Over the years, great social forces have come to bear on vocabularies in general and mine in particular. Thus, overkill died in the fifties, Negro got banished in the sixties, housewife walked out in the seventies. No doubt about it: The life and times of a person can be told in abolished words.

So I thought some more. There are words I have tried to invent (pluplural) -- emphasis on 'tried'; they never caught on. Other words are strangely hard for me to pronounce (eschew). Some seem faddish to me (role model). Some, I am weary of hearing (relationship). There are words on the list that I like (concupiscence) but have to explain all the time. There are words I am not qualified to use (prolix), but my explanation was too long for inclusion here.

Then, too, I commenced thinking about a time long ago when an associate expressed the intention to impress someone. I have forgotten the context altogether, but I vividly remember that there was something I did not like about that word "impress," and, on further reflection, its variants, "impressive" and "impression." I became struck by the idea that whereas Churchill was impressive, so too was Hitler. "Impressive" doesn't really say anything. It sounds phony, too. Something bad can make a good impression and vice versa. Thus, there came to be a philosophical basis for my displeasure with that word. I decided I didn't ever want to be impressed, and so, as a matter of principle, I would never set about to impress.

The ThinkerWords are living, evolving creatures. They are born and grow; they migrate and change; they age and die. Some are killed in their prime (viable). A word can get mispronounced (ignominy), distorted (hubris), and stretched (threat). There are words that have been stretched beyond their elastic limits -- unbelievable -- and have lost their meanings.

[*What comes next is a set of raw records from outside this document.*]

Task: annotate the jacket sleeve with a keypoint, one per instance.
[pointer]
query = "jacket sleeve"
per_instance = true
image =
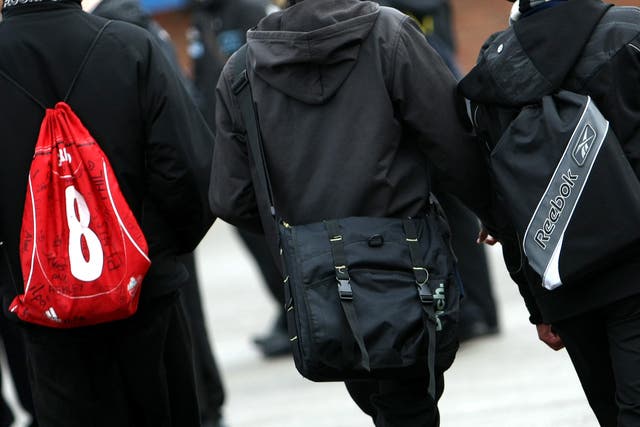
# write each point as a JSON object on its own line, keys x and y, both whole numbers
{"x": 231, "y": 192}
{"x": 424, "y": 92}
{"x": 618, "y": 98}
{"x": 179, "y": 147}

Words can be noble or iniquitous, generous or cheap, flamboyant or timid. They describe, they express, they limit, they mislead. In the wild, words, like other living things, must compete. In the English Language, there are what? -- 40,000 words, give or take? All are freely available to be used, yet nobody uses them all.

Which words live is a matter of "natural selection" (I'll borrow a few Darwinian concepts, if you don't mind). There are "mutations" and "extinctions." Some words survive only in the thesaurus, the verbal equivalent of a zoo. Vocabularies act as limited verbal "habitats"; synonyms are rivals for "space." Once ensconced in a vocabulary, each word must still compete daily for slots in speech production. Sentences are transient battlegrounds that test the agility, the vitality -- all right, the fitness -- of competing expressions. In the environment of words, there is indeed a "struggle for existence."

Our verbal freedoms do not include selecting exactly the correct word for every occasion -- unless one makes the effort to know all the words in the English language. We humans do have one absolute power, though. Each person gets to select exactly which words not to use. That is a matter of pure volition, the most beautiful word in any language and the theme for this book..

You too may choose to throw away worn-out, wearisome expressions, to expunge misleading terms, to apply philosophical discriminants and aesthetic judgements. Make your own private list. You can tell quite a lot about yourself from the words you don't use.